October | 2014 | Beyond Circuits

The lifo2 module implements a dual Last In First Out stack data structure. The two stack structures share a single block RAM, or may optionally be constructed from shift registers. This module forms the heart of a stack based micro-controller. One of the stacks is used as a data stack while the other is used as a subroutine call stack. By implementing these in a single BRAM we can save a lot of space.

1. Interface

The module interface consists of a clock and reset signal, and a control interface for each stack.

1.1. Module declaration

§1.1.1: §7.1

module lifo2
  §1.3.1. Parameters
  (
   input clk,
   input reset,
   §1.2.1.1. Stack port A,
   §1.2.2.1. Stack port B
   );

1.2. Stack ports

The two ports use the suffix a and b to distinguish interface signals. A push input indicates that data from the push_data input should be pushed onto the stack. A pop input indicates that data should be popped from the stack. Popped data should be read from the tos output during the same cycle that pop is valid. It is completely normal to push and pop data on the same clock cycle.

Status signals empty and full indicate if the stack is empty or full. The count output provides the number of valid entries currently on the stack.

1.2.1. Stack port A

§1.2.1.1: §1.1.1

   input push_a,
   input pop_a,
   output reg empty_a,
   output reg full_a,
   output reg `CNT_T count_a,
   output `DATA_T tos_a,
   input `DATA_T push_data_a

1.2.2. Stack port B

§1.2.2.1: §1.1.1

   input push_b,
   input pop_b,
   output reg empty_b,
   output reg full_b,
   output reg `CNT_T count_b,
   output `DATA_T tos_b,
   input `DATA_T push_data_b

1.3. Parameters

A depth parameter specifies the depth for each of the stacks. For the BRAM implementation, the size of the RAM is just the sum of the two depth parameters. For the shift register implementation each stack uses its depth parameter independently. The width parameter specifies the data width. This is the same for both stacks.

The implementation parameter may be set to "BRAM" or "SRL" to select between BRAM and shift register implementations. Note that the quotes are required.

The full_checking specifies whether the logic that generates the full outputs should be generated. In the case of the shift register implementation the concept of full is easy to implement and sensible. With this implementation, there really are two independent stacks.

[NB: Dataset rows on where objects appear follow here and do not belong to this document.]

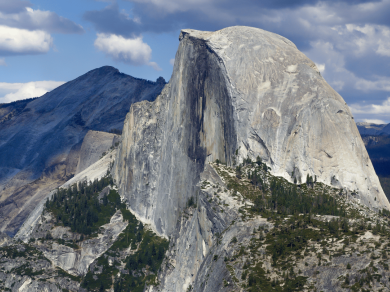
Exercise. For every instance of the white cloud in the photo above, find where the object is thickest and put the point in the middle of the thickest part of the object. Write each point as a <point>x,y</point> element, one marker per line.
<point>376,109</point>
<point>366,85</point>
<point>154,65</point>
<point>32,19</point>
<point>132,51</point>
<point>15,91</point>
<point>374,121</point>
<point>321,68</point>
<point>21,41</point>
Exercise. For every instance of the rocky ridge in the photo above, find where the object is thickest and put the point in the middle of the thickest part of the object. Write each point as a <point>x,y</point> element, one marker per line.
<point>247,93</point>
<point>41,138</point>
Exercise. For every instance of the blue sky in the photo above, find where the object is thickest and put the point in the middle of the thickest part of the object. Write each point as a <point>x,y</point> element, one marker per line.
<point>45,43</point>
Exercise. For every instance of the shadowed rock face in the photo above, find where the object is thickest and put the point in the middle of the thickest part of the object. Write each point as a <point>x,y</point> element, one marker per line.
<point>241,89</point>
<point>40,144</point>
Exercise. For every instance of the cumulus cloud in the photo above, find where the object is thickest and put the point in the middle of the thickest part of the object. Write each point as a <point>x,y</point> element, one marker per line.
<point>15,41</point>
<point>15,91</point>
<point>374,121</point>
<point>132,51</point>
<point>13,6</point>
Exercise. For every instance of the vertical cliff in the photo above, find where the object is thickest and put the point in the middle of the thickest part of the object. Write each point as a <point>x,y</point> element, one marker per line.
<point>239,91</point>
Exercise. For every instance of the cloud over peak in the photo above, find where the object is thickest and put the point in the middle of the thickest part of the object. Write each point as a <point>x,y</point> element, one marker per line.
<point>15,91</point>
<point>132,51</point>
<point>15,41</point>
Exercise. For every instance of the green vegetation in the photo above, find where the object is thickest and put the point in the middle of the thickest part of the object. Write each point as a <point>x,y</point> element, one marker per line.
<point>300,228</point>
<point>79,208</point>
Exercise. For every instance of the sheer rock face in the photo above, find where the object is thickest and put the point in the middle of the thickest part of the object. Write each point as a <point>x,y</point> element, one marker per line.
<point>242,89</point>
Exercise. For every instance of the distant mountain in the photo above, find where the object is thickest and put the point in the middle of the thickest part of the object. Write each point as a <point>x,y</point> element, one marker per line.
<point>40,138</point>
<point>373,129</point>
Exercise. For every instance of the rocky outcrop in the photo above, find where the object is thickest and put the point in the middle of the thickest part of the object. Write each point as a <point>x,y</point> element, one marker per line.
<point>40,140</point>
<point>235,93</point>
<point>77,261</point>
<point>95,171</point>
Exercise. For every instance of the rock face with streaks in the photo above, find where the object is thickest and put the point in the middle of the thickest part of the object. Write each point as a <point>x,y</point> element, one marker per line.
<point>95,143</point>
<point>235,93</point>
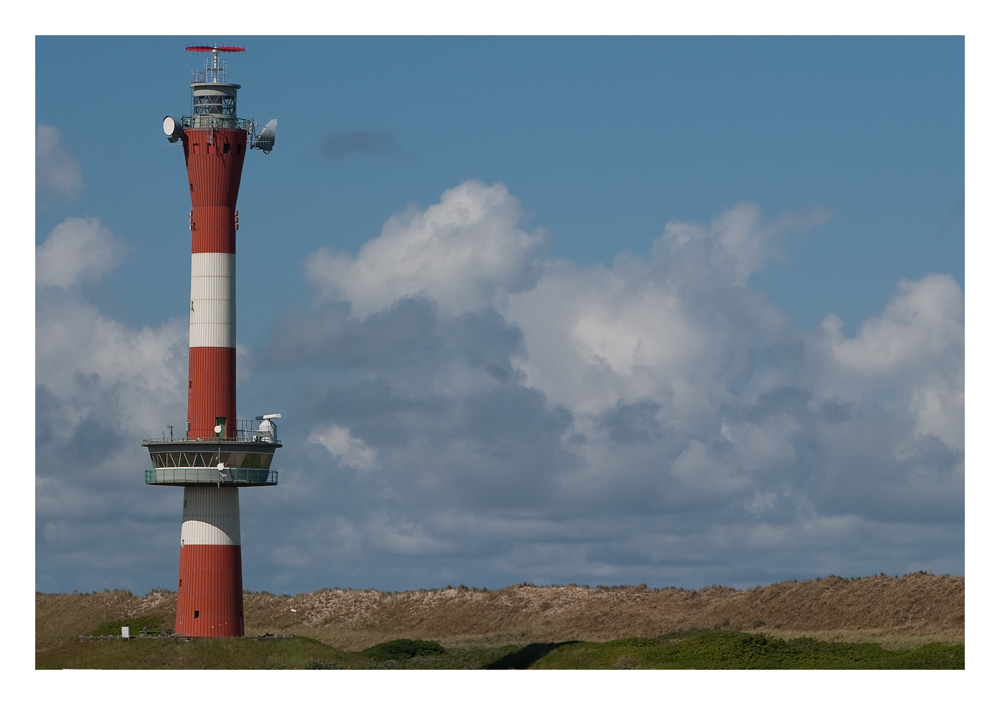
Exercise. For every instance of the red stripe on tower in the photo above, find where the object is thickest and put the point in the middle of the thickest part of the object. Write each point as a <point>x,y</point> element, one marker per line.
<point>210,582</point>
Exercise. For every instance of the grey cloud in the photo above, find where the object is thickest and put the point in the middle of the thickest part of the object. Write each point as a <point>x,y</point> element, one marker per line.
<point>633,423</point>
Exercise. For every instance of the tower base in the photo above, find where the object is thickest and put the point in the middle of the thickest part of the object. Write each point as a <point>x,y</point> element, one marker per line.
<point>210,583</point>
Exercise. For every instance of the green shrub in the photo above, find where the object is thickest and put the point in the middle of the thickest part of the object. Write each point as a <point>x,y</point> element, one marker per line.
<point>134,624</point>
<point>403,650</point>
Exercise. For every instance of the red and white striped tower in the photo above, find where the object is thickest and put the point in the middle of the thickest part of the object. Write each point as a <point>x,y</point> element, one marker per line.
<point>216,457</point>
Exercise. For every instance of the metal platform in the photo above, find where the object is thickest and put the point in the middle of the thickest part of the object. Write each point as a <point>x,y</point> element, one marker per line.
<point>195,461</point>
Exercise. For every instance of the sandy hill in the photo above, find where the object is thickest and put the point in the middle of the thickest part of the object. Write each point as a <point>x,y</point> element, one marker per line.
<point>893,611</point>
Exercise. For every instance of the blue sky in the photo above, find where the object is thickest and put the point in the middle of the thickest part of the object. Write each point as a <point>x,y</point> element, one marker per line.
<point>671,310</point>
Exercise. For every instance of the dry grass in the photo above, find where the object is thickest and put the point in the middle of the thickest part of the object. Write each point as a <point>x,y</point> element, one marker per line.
<point>895,612</point>
<point>59,618</point>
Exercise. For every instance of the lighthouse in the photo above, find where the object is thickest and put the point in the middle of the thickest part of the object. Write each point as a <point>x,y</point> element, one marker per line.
<point>217,454</point>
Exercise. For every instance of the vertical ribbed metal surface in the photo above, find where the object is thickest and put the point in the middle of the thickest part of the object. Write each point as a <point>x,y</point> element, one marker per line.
<point>210,580</point>
<point>213,300</point>
<point>214,160</point>
<point>212,390</point>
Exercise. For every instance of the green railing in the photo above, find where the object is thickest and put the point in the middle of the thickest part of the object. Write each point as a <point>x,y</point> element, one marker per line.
<point>210,476</point>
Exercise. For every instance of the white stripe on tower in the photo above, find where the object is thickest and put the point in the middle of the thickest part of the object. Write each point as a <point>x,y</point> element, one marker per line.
<point>213,300</point>
<point>211,516</point>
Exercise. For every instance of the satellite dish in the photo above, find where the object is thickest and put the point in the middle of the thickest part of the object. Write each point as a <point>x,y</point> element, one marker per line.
<point>264,140</point>
<point>173,128</point>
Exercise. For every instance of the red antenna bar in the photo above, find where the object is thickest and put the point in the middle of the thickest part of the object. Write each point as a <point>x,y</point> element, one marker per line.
<point>207,48</point>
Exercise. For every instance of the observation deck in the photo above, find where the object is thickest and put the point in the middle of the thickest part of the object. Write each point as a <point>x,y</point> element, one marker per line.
<point>241,461</point>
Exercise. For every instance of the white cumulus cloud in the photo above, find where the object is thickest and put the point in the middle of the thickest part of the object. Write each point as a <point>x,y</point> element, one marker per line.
<point>79,250</point>
<point>57,171</point>
<point>459,252</point>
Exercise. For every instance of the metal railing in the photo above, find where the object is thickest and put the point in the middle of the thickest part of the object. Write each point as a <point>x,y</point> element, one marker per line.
<point>211,476</point>
<point>211,122</point>
<point>247,431</point>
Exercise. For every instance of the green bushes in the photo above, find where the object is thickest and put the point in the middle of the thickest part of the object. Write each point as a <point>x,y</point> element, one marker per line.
<point>134,624</point>
<point>737,650</point>
<point>403,650</point>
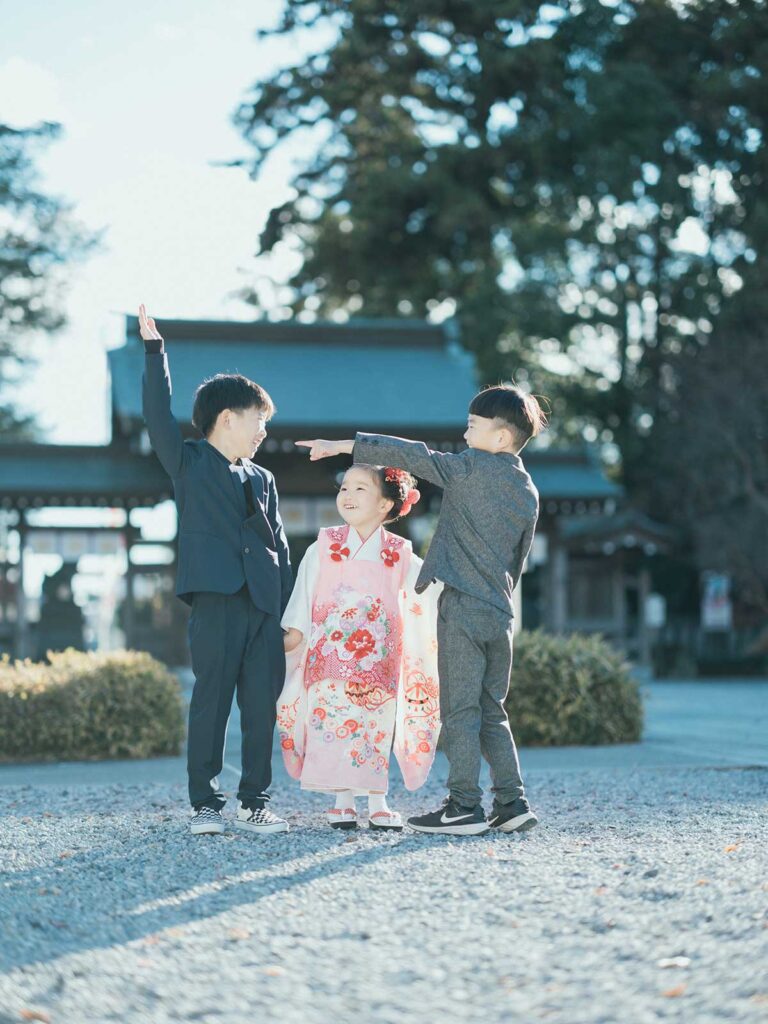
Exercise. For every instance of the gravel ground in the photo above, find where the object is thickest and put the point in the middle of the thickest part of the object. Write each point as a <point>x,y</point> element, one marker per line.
<point>641,897</point>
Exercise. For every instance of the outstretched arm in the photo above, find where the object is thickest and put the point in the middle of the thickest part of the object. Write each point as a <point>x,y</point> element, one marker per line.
<point>165,433</point>
<point>380,450</point>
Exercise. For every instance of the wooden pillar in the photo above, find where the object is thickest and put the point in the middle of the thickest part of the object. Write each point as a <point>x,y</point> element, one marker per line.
<point>22,640</point>
<point>619,600</point>
<point>559,589</point>
<point>128,607</point>
<point>644,639</point>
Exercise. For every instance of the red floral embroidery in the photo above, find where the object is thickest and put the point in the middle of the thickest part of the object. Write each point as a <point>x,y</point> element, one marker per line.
<point>389,557</point>
<point>360,643</point>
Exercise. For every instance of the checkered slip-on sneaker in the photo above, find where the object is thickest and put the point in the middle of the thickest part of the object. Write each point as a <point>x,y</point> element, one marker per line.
<point>206,821</point>
<point>344,818</point>
<point>259,820</point>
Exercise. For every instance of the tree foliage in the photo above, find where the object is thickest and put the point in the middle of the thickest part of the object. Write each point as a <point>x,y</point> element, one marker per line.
<point>584,180</point>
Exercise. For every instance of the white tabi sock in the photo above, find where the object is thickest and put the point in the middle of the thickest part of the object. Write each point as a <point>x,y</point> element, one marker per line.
<point>377,802</point>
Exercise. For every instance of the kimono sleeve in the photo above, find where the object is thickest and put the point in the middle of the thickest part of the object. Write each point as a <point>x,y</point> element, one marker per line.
<point>418,720</point>
<point>292,704</point>
<point>298,613</point>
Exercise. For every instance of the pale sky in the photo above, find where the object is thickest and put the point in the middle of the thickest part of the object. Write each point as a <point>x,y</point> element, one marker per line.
<point>144,92</point>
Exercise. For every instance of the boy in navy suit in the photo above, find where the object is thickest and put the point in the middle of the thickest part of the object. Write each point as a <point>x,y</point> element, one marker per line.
<point>233,570</point>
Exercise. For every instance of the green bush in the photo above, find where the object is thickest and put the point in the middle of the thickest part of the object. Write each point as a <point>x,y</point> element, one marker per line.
<point>571,690</point>
<point>87,707</point>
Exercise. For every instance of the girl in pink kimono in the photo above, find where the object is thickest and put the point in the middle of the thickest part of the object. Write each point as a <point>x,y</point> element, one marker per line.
<point>361,655</point>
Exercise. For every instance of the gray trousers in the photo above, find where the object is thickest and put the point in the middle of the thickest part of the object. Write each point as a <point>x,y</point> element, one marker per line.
<point>235,647</point>
<point>474,659</point>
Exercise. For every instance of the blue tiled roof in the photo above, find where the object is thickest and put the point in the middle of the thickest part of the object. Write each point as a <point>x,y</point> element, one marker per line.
<point>382,374</point>
<point>572,474</point>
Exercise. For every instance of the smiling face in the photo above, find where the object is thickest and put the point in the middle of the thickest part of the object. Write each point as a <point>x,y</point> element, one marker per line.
<point>359,501</point>
<point>245,430</point>
<point>488,435</point>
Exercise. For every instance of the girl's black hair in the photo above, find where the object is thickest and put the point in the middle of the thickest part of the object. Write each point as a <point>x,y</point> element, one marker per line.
<point>395,489</point>
<point>227,391</point>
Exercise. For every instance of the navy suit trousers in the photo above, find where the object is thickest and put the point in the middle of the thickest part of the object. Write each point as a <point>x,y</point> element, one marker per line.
<point>236,648</point>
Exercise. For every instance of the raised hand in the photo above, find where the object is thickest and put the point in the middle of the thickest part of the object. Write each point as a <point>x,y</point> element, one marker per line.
<point>325,450</point>
<point>146,326</point>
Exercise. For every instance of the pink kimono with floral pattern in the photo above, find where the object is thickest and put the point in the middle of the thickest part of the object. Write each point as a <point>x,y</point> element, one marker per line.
<point>363,684</point>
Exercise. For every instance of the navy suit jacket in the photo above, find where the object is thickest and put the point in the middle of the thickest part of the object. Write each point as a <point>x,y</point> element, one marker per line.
<point>220,547</point>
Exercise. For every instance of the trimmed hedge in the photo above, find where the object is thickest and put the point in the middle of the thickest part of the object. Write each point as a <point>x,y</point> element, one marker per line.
<point>88,707</point>
<point>571,690</point>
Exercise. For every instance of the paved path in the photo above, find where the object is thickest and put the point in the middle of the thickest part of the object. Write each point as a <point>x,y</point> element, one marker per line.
<point>640,898</point>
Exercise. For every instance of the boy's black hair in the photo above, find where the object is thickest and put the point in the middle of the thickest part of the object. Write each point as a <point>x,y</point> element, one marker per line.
<point>227,391</point>
<point>513,408</point>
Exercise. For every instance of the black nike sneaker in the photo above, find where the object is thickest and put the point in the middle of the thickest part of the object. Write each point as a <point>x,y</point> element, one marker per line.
<point>516,816</point>
<point>452,819</point>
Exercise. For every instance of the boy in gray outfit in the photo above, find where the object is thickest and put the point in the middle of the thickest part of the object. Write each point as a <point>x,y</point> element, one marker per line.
<point>484,531</point>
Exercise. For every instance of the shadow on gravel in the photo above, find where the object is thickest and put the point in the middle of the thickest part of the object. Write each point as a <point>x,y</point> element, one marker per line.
<point>143,873</point>
<point>49,922</point>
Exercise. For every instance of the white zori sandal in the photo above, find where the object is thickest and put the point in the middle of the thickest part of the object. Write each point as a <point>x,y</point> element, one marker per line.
<point>346,818</point>
<point>385,821</point>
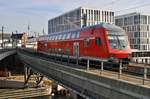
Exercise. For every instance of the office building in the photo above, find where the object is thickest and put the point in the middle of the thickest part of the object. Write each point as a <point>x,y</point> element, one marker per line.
<point>138,27</point>
<point>79,18</point>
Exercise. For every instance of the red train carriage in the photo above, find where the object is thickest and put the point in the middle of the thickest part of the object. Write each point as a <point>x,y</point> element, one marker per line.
<point>103,41</point>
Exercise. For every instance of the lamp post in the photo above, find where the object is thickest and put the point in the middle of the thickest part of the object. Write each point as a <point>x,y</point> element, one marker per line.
<point>2,36</point>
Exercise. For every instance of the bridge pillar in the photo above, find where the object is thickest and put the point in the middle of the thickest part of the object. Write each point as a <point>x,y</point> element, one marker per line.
<point>27,75</point>
<point>76,96</point>
<point>54,87</point>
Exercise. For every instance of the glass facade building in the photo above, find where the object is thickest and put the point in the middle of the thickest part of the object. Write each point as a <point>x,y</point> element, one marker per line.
<point>138,27</point>
<point>79,18</point>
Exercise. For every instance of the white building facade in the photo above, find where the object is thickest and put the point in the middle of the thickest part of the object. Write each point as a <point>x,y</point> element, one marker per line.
<point>138,27</point>
<point>79,18</point>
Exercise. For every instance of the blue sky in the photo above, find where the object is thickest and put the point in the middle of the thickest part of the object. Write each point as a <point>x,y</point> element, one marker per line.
<point>17,14</point>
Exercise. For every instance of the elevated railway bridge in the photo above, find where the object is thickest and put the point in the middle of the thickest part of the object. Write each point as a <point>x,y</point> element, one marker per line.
<point>88,82</point>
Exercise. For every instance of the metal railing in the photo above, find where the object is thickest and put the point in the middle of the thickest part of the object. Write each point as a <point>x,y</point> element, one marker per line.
<point>87,64</point>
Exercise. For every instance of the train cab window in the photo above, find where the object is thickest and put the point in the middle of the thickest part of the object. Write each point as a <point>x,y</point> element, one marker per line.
<point>98,41</point>
<point>86,42</point>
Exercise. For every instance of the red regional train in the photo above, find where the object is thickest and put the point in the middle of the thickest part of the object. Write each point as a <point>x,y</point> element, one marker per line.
<point>103,41</point>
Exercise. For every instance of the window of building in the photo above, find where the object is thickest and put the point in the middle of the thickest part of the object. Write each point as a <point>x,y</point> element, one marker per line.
<point>98,41</point>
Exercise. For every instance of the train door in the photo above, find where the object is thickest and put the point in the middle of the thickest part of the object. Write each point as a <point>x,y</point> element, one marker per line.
<point>76,49</point>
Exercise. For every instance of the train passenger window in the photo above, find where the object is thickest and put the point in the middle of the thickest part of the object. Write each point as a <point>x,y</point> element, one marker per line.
<point>98,41</point>
<point>52,37</point>
<point>60,37</point>
<point>63,37</point>
<point>78,34</point>
<point>55,37</point>
<point>86,42</point>
<point>73,35</point>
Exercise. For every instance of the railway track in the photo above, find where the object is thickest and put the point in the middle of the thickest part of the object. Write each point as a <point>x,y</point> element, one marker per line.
<point>95,68</point>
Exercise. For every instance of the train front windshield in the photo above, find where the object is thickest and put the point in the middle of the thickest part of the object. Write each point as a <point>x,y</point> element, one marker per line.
<point>117,40</point>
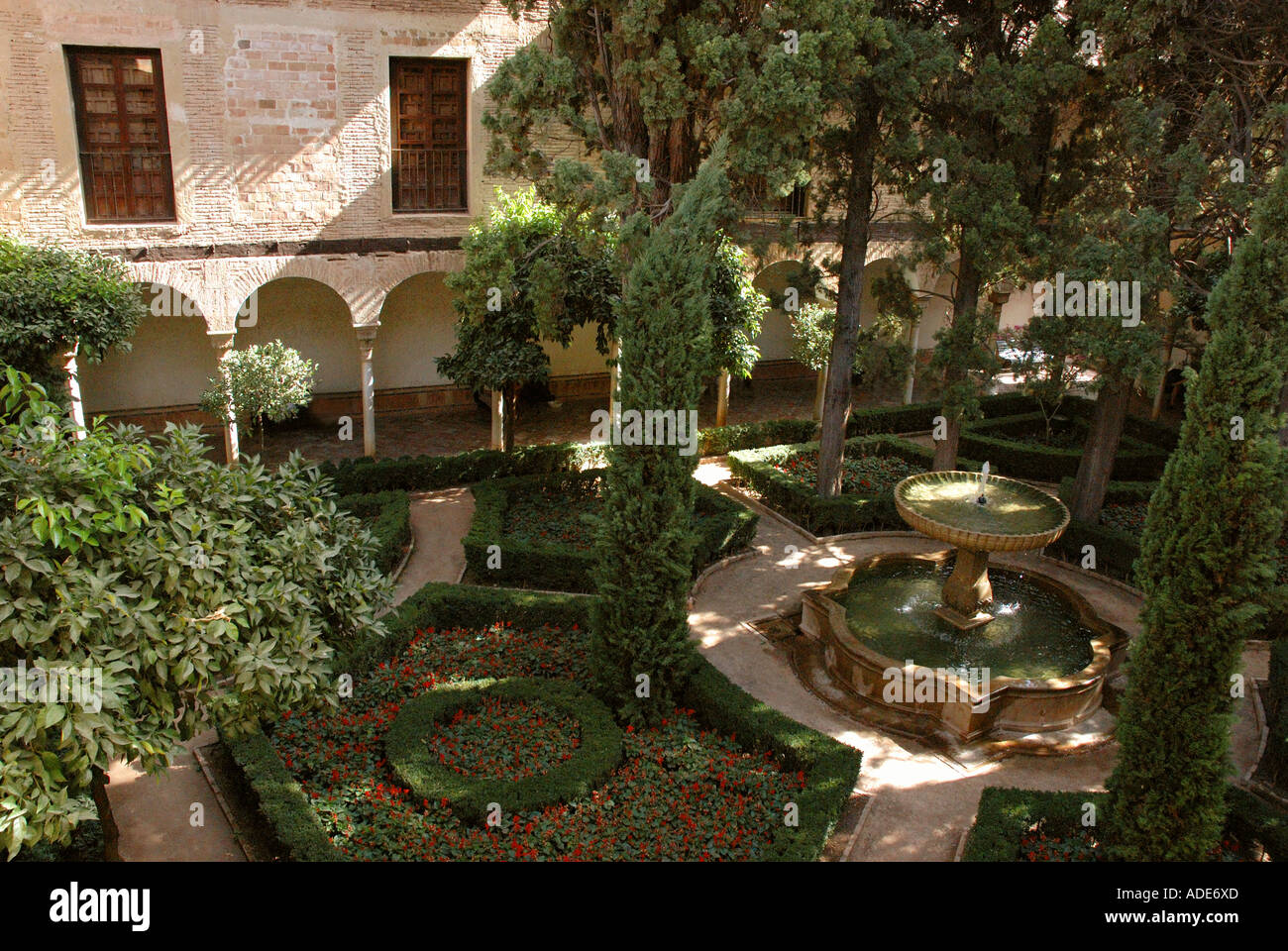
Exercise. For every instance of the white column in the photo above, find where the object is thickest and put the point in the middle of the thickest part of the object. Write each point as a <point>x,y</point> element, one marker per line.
<point>224,344</point>
<point>497,420</point>
<point>366,350</point>
<point>73,389</point>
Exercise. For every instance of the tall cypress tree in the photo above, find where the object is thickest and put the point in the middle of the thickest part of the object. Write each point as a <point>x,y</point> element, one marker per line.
<point>640,620</point>
<point>1206,562</point>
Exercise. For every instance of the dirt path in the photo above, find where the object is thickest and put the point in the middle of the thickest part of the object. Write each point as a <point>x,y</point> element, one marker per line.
<point>922,800</point>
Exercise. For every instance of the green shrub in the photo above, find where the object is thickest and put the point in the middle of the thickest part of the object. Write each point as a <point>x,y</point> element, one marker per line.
<point>387,517</point>
<point>721,526</point>
<point>1275,762</point>
<point>1006,814</point>
<point>831,768</point>
<point>295,823</point>
<point>1017,459</point>
<point>595,758</point>
<point>430,474</point>
<point>846,513</point>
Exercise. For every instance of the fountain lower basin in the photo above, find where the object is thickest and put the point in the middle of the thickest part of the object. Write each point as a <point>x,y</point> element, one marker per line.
<point>931,699</point>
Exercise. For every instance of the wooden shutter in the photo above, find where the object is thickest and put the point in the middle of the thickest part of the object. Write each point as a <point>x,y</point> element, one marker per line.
<point>429,167</point>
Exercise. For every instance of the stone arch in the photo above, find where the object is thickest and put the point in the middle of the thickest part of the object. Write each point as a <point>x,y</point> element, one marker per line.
<point>168,363</point>
<point>776,331</point>
<point>313,317</point>
<point>416,325</point>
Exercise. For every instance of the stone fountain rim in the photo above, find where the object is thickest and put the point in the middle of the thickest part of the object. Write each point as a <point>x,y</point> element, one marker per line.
<point>1107,634</point>
<point>978,541</point>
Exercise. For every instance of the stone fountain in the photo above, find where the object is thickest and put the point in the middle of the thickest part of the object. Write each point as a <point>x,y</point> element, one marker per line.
<point>1030,663</point>
<point>978,514</point>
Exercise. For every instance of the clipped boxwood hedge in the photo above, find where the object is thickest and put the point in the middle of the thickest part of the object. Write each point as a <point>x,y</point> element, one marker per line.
<point>831,768</point>
<point>593,759</point>
<point>1274,765</point>
<point>722,527</point>
<point>387,517</point>
<point>1006,814</point>
<point>990,440</point>
<point>846,513</point>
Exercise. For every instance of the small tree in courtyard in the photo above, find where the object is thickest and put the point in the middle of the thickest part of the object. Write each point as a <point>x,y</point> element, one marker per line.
<point>1207,561</point>
<point>179,593</point>
<point>267,381</point>
<point>529,276</point>
<point>639,624</point>
<point>55,300</point>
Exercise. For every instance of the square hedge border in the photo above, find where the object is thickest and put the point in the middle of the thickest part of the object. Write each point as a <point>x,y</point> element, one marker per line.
<point>846,513</point>
<point>1005,813</point>
<point>988,440</point>
<point>561,568</point>
<point>432,474</point>
<point>387,518</point>
<point>831,768</point>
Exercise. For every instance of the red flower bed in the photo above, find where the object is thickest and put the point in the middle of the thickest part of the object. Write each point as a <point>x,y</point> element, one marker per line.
<point>1082,845</point>
<point>1129,517</point>
<point>505,740</point>
<point>861,476</point>
<point>682,792</point>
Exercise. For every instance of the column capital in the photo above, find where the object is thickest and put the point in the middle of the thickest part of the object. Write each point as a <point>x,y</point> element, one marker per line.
<point>223,341</point>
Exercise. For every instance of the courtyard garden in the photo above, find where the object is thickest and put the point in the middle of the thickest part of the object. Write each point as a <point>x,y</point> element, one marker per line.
<point>1006,609</point>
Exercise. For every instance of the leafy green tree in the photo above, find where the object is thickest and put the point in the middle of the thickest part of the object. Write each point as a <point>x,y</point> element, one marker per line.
<point>193,593</point>
<point>53,300</point>
<point>265,381</point>
<point>640,620</point>
<point>737,312</point>
<point>992,162</point>
<point>874,60</point>
<point>1207,561</point>
<point>531,274</point>
<point>1194,132</point>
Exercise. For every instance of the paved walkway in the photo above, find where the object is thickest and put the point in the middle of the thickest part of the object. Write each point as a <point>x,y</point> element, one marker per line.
<point>155,814</point>
<point>922,800</point>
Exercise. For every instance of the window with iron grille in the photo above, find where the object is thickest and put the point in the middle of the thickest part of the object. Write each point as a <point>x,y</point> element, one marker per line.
<point>123,134</point>
<point>428,103</point>
<point>760,204</point>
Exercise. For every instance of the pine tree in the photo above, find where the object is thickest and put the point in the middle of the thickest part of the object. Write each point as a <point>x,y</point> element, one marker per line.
<point>1206,562</point>
<point>639,624</point>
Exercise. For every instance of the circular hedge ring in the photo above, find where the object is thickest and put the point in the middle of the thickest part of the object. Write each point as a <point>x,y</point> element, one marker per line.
<point>407,749</point>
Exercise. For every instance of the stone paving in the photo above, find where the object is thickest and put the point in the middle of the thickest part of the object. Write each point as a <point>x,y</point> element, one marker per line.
<point>154,813</point>
<point>923,801</point>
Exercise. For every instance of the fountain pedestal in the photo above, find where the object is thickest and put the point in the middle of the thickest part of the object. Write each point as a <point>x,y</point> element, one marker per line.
<point>967,590</point>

However, with the BRAM implementation the concept of full is a little harder to pin down. Is the stack full when the number of elements is equal to its depth parameter? This seems overly restrictive since there may still be plenty of room for it to grow. But if it does grow then it does so at the expense of the other stack. There is a further difficulty if both stacks are almost full. If you push to both stacks then you will overflow one of the stacks. Which one? The one that is already over its posted limit? The logic to implement this seems needlessly complex. So the compromise here is to implement the strict full checking for the BRAM implementation when the full_checking parameter is true and to not generate any full checking logic at all if it is false.

§1.3.1: §1.1.1

  #(
    parameter depth_a = 512,
    parameter depth_b = 512,
    parameter width = 32,
    parameter implementation = "SRL",
    parameter full_checking = 0,
    parameter depth = depth_a+depth_b
    )

1.4. Definitions

Here are some definitions that we can make use of later. DATA_T is used for data values. PTR_T is used for pointers like the top of stack pointer. The CNT_T definition is suitable for holding a count. Note that this value needs to hold a value of 0 as well as a value of depth so it may be larger than the PTR_T value.

§1.4.1: §7.1

`define DATA_T [width-1:0]
`define PTR_T [log2(depth)-1:0]
`define CNT_T [log2(depth+1)-1:0]

2. Functions

The log2 function computes the log base 2 of its input value. This function is used to computer widths of pointer and count values.

§2.1: §7.1

   function integer log2;
      input [31:0] value;
      begin
	 value = value-1;
	 for (log2=0; value>0; log2=log2+1)
	   value = value>>1;
      end
   endfunction

3. Logic common to all implementations

3.1. Determine read and write signals

The writing signals indicate that we are writing to the corresponding stack. This occurs when the push signal is asserted and there is space on the stack or if the push signal is asserted and a pop is asserted as well. In this case we can perform the operation even though the stack is full.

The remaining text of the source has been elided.